Der weit überwiegende Teil sogenannter  orthopädischer Beschwerden  (wie: Rückenschmerz, Beckenschiefstand, Skoliose, Kopf-Nacken-Schulter-Arm-Schmerzen, Schwindel, Ohrgeräusch, Knie- und Hüftverschleiß, Fußbeschwerden, Zehenverbildungen) ist über eine fehlerhafte Körperhaltung funktionell bedingt. Auch Befunde wie z.B. Arthrosen und Bandscheibenvorfälle sind meist Folgeerscheinungen hiervon.

Dementsprechend soll eine sinnvolle Behandlung möglichst Ursachen für diese bestehende „Dysbalance“ erkennen und beseitigen. 

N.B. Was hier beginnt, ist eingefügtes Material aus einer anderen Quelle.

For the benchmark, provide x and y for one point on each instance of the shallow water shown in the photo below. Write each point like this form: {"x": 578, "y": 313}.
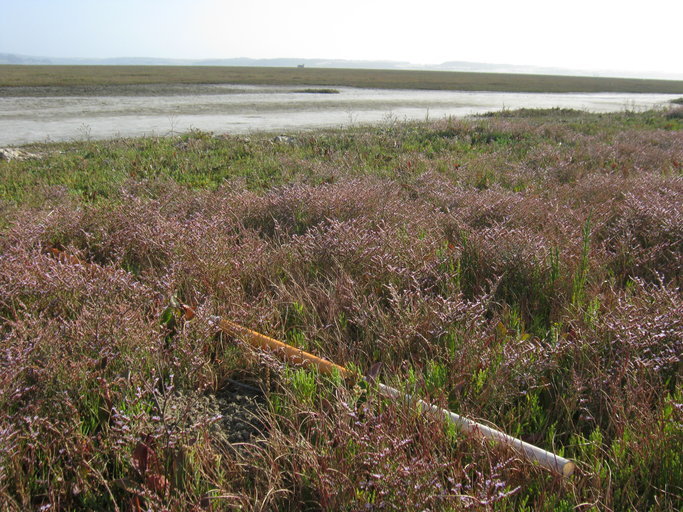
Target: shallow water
{"x": 40, "y": 115}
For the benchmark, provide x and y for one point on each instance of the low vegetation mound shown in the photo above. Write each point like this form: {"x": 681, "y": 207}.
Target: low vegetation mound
{"x": 523, "y": 269}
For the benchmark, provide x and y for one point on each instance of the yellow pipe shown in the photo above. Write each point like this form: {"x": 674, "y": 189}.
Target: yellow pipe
{"x": 549, "y": 460}
{"x": 546, "y": 459}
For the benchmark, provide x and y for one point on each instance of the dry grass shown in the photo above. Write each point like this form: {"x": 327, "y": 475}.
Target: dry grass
{"x": 85, "y": 76}
{"x": 524, "y": 270}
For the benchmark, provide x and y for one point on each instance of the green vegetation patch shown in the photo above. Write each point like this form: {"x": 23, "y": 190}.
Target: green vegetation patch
{"x": 522, "y": 268}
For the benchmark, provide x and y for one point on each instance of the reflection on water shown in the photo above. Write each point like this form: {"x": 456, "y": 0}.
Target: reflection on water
{"x": 241, "y": 109}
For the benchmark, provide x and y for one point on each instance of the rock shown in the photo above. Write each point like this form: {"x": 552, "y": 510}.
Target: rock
{"x": 15, "y": 154}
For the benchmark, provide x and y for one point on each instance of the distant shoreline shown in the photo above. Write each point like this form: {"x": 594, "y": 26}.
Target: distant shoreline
{"x": 22, "y": 76}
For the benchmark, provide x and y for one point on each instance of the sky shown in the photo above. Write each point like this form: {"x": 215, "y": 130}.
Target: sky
{"x": 625, "y": 35}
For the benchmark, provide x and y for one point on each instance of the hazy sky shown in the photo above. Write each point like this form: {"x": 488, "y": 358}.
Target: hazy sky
{"x": 580, "y": 34}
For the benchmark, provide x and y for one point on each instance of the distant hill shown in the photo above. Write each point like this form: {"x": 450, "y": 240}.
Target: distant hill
{"x": 477, "y": 67}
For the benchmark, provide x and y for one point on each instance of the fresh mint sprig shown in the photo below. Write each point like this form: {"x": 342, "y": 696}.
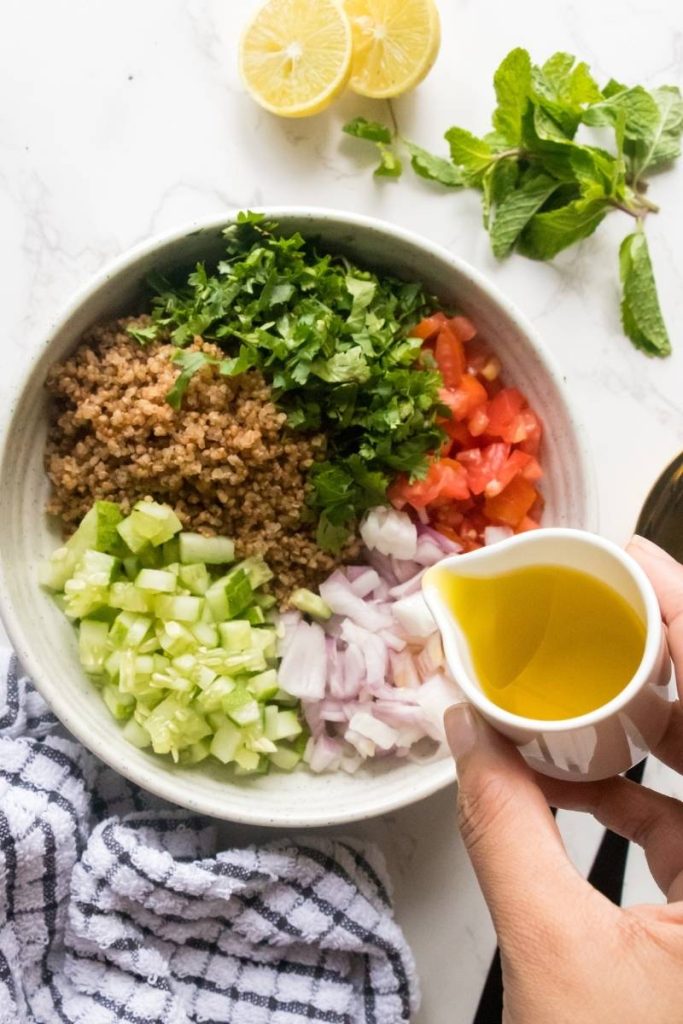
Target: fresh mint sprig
{"x": 543, "y": 189}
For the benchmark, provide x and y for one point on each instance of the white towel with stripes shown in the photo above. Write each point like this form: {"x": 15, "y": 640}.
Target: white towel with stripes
{"x": 115, "y": 907}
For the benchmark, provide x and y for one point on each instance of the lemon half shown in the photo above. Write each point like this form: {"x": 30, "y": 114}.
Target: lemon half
{"x": 295, "y": 55}
{"x": 395, "y": 43}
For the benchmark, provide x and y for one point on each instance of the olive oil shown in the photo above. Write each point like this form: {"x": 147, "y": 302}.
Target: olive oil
{"x": 546, "y": 642}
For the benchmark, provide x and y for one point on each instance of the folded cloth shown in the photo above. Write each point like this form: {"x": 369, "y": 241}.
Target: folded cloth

Unsere Sinnesorgane ermöglichen es uns, uns in Balance zu halten und zu bewegen. Diese „ Sensoren“ sind auf der einen Seite basal unsere Füße  mit dem Kontakt zum Untergrund auf dem wir stehen („Erdung“). Am anderen Pol unseres Körpers beeinflussen die Augen mit dem räumlichen Sehen, die Ohren mit dem Gehör und dem Gleichgewichtsorgan, sowie in unmittelbarer Nähe dazu die Kiefergelenke in direkter Abhängigkeit vom Biss, die Körperhaltung.

Über die alles verbindenden Faszien und Muskeln wird auf diese Weise  jede Haltung und Bewegung jeweils im gesamten Körper registriert und gespürt.  Fehlbelastungen können hier verschiedenste Beschwerden verursachen. Auch Emotion äußert sich immer in Körperhaltung und ist deshalb in die Überlegungen mit einzubeziehen.

Deshalb ist es sinnvoll und notwendig, nicht nur lokal Symptome zu bekämpfen, sondern zu versuchen, aus den Gesamtzusammenhängen möglichst Ursachen zu finden und diese zu beseitigen.

Mit Unterstützung weiterer Fachdisziplinen aus den Bereichen „Augen“, „Ohr“, „Zähne“ und „Seele“  und ergänzend "Bewegung" im Netzwerk Vitalia360, ist es mein Ziel als Orthopäde, möglichst vollständig eine beschwerdefreie Körperbalance erreichen zu können. 

Orthopädischerseits kann über eine strahlungsfreie 3D-Wirbelsäulenlichtvermessung Haltung in Funktion dokumentiert werden. Behandelt wird über das körpereigene Prinzip des „richtigen Fühlens zum richtigen Zeitpunkt“, nämlich mit manuellen Reflextherapien. Langfristig wird über Vermittlung weicher Tastinformationen an die Fußsohle  - als unserem wichtigsten und fundamentalen Tastorgan - mittels weicher, afferenzstimulierender Einlegesohlen eine Balancierung und Stabilisierung der Haltung und Bewegung erreicht.